I ritmi del settimanale non mi permettono di commentare il risultato dell'elezione del nuovo presidente Usa, ma solo di proporre qualche riflessione che abbia valore sia prima che dopo l'annuncio del risultato dello scrutinio. I media europei hanno seguito con attenzione ed interesse la campagna americana notando che Obama si è preso persino la briga di venire a Berlino per convincere gli americani residenti in Europa a votare per lui, mentre McCain non si è scomodato. Questo nostro interesse per lo scrutinio è dovuto in gran parte all'idea ancora molto diffusa secondo cui il presidente degli Stati Uniti sarebbe una specie di "padrone del mondo" anche se non ha poteri assoluti.
Stavolta però mi sembra che la percezione cominci a cambiare. Le Olimpiadi ci hanno ricordato che la Cina sta affacciandosi sulla terrazza del mondo e voglia far valere una sua funzione se non dominatrice perlomeno molto influente. La Russia da parte sua non sta a guardare e non ammette ingerenze nella gestione dei conflitti alle frontiere del suo impero. In altre parole: il muro di Berlino è caduto da tempo e si è passati da un equilibrio tra le due potenze mondiali dapprima ad una prevalenza Usa. Quest'ultima è comunque durata poco, anche perchè gli esempi messi in vista, non hanno avuto alcuna credibilità: la guerra irakena è stata voluta da Bush con un atto elitario che non ha convinto nessuno tranne i suoi più diretti collaboratori ed il ruolo Usa in medio oriente non ha sortito nessun effetto pacificatore.
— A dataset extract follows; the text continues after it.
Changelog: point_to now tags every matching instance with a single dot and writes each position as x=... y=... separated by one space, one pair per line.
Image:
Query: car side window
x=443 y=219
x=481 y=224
Gli Stati Uniti non sono più dunque gli arbitri della pace mondiale, ma al massimo la più forte potenza tra varie altre che pure cercano una egemonia parziale ma reale. Questo complesso processo che si svolge sotto i nostri occhi non dovrebbe rallegrarci. Mancando infatti il gendarme del mondo molti si ritengono legittimati a produrre guerre regionali senza che intervenga nessuno. Le missioni Onu sono sì presenti almeno là dove il conflitto è maggiormente sanguinoso, ma le loro competenze sono molto limitate (Kouchner se n'è lamentato proprio in questi giorni in Africa).
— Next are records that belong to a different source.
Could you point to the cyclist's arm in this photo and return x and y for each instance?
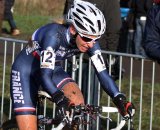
(105, 79)
(151, 42)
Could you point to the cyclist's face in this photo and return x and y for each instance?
(82, 45)
(83, 41)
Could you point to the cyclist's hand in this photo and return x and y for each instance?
(126, 109)
(60, 100)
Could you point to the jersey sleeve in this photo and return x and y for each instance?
(105, 79)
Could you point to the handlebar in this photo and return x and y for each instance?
(93, 110)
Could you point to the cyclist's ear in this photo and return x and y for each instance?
(72, 29)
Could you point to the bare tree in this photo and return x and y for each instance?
(1, 13)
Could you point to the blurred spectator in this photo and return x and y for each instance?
(1, 14)
(140, 8)
(152, 32)
(127, 29)
(8, 16)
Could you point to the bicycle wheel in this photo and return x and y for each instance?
(10, 125)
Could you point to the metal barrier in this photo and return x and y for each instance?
(140, 83)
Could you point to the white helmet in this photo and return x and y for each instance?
(86, 18)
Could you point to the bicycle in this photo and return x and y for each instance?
(77, 116)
Se chi legge area sarà contento del fatto che Obama abbia vinto le elezioni americane (penso proprio di poter azzardare questa prognosi), evitando così una continuità nella prevalenza del fondamentalismo alla texana, non dovrà comunque pensare che i disequilibri mondiali cambino di colpo.
Il disordine mondiale continuerà, sia nel settore finanziario ed economico, che in quello dei rapporti tra gli Stati. Ci aspetta un impegno da rinnovare continuamente, coscienti della complessità dei fenomeni che ci attorniano, ma al contempo consci del fatto che l'assetto del mondo è dato anche da una somma di piccole volontà individuali. Nessuno di noi può sottrarsi.